The relationship between publishers and libraries is not as acrimonious as it was back in 2012, when a few holdout publishers still refused to license e-books to libraries. Instead, the relationship feels to me like it has settled into that hallmark stage of a bad marriage—bitter resignation.
There’s just so much about the publisher-library relationship today that leaves me scratching my head. There are nearly 17,000 public library buildings in the U.S., and while there is a lot going in those buildings, their common denominator is books. What industry in America wouldn’t want the sort of taxpayer-supported marketing that libraries provide to publishers and authors? What industry wouldn’t want to nurture this mutually beneficial relationship? Yet, at best, publishers take this relationship for granted, and at times they take actions that endanger it.
But hey, it’s a new year, and I’m a glass-half-full kind of guy. As any good marriage counselor would say, you can’t change everything at once. But below are three issues I believe we can work on right now to improve publisher-library relations.
Publishers: Ditch the PRH E-book Model
With the merger of Penguin and Random House in 2012, librarians were left to speculate which library e-book model would continue once the combined company unified its terms: Penguin’s (which licensed e-book copies for one year periods at regular consumer prices) or Random House’s (which licensed e-book copies for perpetual access but at significantly higher prices).
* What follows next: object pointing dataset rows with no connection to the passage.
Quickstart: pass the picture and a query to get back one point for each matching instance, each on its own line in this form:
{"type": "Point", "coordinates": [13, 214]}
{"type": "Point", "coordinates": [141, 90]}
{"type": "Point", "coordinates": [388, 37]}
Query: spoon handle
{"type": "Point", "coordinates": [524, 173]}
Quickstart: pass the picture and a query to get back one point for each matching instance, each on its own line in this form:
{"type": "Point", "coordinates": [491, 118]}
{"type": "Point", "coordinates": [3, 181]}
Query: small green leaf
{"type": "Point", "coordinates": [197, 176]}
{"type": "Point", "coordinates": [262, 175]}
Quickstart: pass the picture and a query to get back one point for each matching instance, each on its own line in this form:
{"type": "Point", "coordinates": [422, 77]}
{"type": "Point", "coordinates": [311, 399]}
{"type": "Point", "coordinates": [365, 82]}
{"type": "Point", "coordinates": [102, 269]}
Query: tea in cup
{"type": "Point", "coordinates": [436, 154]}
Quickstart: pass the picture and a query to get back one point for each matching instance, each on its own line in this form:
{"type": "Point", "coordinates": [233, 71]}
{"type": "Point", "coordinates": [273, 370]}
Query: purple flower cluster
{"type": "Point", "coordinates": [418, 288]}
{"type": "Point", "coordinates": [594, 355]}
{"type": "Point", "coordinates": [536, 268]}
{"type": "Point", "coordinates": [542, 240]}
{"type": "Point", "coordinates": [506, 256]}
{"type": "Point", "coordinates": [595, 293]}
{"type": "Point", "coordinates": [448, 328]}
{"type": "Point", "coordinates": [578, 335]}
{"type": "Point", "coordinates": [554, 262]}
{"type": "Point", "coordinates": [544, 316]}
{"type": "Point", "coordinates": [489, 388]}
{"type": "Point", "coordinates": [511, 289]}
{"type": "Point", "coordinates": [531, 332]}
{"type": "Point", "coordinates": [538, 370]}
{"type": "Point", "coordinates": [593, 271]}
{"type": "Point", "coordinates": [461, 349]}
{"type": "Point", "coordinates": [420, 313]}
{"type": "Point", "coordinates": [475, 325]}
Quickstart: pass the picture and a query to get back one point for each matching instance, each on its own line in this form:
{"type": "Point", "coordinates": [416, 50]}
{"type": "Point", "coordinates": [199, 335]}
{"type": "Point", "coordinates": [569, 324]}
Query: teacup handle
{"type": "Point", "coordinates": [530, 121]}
No surprise, the Random House model prevailed. As of this year, all Penguin Random House e-book titles are now licensed on a perpetual-access model, with prices as high as $65 per copy for new releases, including bestsellers like Danielle Steel’s Blue and Paul Kalanithi’s When Breath Becomes Air.
Let’s call this what it is: bullying behavior. PRH—whose titles often make up half of any given bestseller list—is giving public libraries an impossibly hard choice. If we buy PRH e-books in sufficient numbers to meet demand, we are left with less money to acquire books from other houses, which stymies our ability to create diverse collections. If we hold back, we create a dissatisfied public and risk becoming irrelevant to our readers.
But the impact is even more far-reaching. For example, would I feature a PRH author as part of a discussion series? Not likely, because I could never be sure that I could afford enough digital copies. If you can’t back up your program with access, why bother?
As a library director, I’m admittedly a bit biased. But I’m not naïve. Before returning to libraries, I spent a decade in magazine publishing. I understand that information does not want to be free, and I am happy to pay handsomely for content that is priced fairly. I want publishers to thrive. But the PRH model undermines not only libraries but authors and readers, too.
Who knows, maybe someday we’ll all look back and laugh at the crazy, hazy days before multiple-access e-book models. But right now, I suggest PRH reconsider its e-book terms. We don’t need 50 digital copies of Blue forever. We need more flexibility.
Librarians: Stop the Book Shaming
Today, librarians who are passionate about books are increasingly like the smokers you see outside office buildings: apart, a little embarrassed, and slightly defensive. It’s hardly a surprise. Book collections? A vestige of our past, like the appendix. At conference after conference, keynote speakers argue that public libraries should be community centers, agents of innovation, knowledge creators, and makerspaces. It’s a trend made worse when LIS faculty (who really should know better) lead the charge.
It’s not that libraries aren’t successfully assuming all these roles—we are, and more. What rankles me is that we’ve always served these roles, albeit somewhat differently. Meanwhile, in survey after survey, the public still overwhelmingly views the library brand as books.
What today’s library elite seems to forget is that reading is a maker activity—and a profound one. When a reader engages with a text, her own experiences interact with the narrative to create something entirely new. This is what makes reading so rewarding: we each create our own distinct versions of the books we read.
If I were a publisher it would make me anxious to find my products not just shuffled aside but subtly disparaged, as leaders in the profession coach librarians to shake off their bookish image. As they say about Wall Street, it’s time for a correction. Let’s embrace our bookish selves; let’s unapologetically celebrate reading as the life-changing activity it is, and tout our role as reading experts. If we don’t, someone else surely will.
Classroom Libraries?
Publishers today are increasingly focused on the education market, and understandably so: there are far more teachers than librarians, and many of them have funds to purchase books for their classrooms. But publishers, when you take those language arts teachers out for expensive lunches, please don’t sell them on creating “classroom libraries.”
The classroom-library rhetoric has been around for a while, although it has ramped up lately. In part, it’s just dress-up. But it also feels like there is more something sinister at work. The idea of a classroom library is designed to appeal most to those who lack a proper school library (and a librarian). The message from publishers is clear: “Let us create that library for you.” But publishers, however large, cannot create good libraries on their own. Libraries are created by librarians, who pay attention to a variety of content, as well as reviews, reading level, medium, format, and kid appeal.
We can all agree that getting more books into the hands of more kids is a good thing. But let’s also agree that a stack of books in the corner of a classroom is not a library.
PW contributing editor Brian Kenney is director of the White Plains (N.Y.) Public Library and a former editorial director of Library Journal and Publishers Weekly.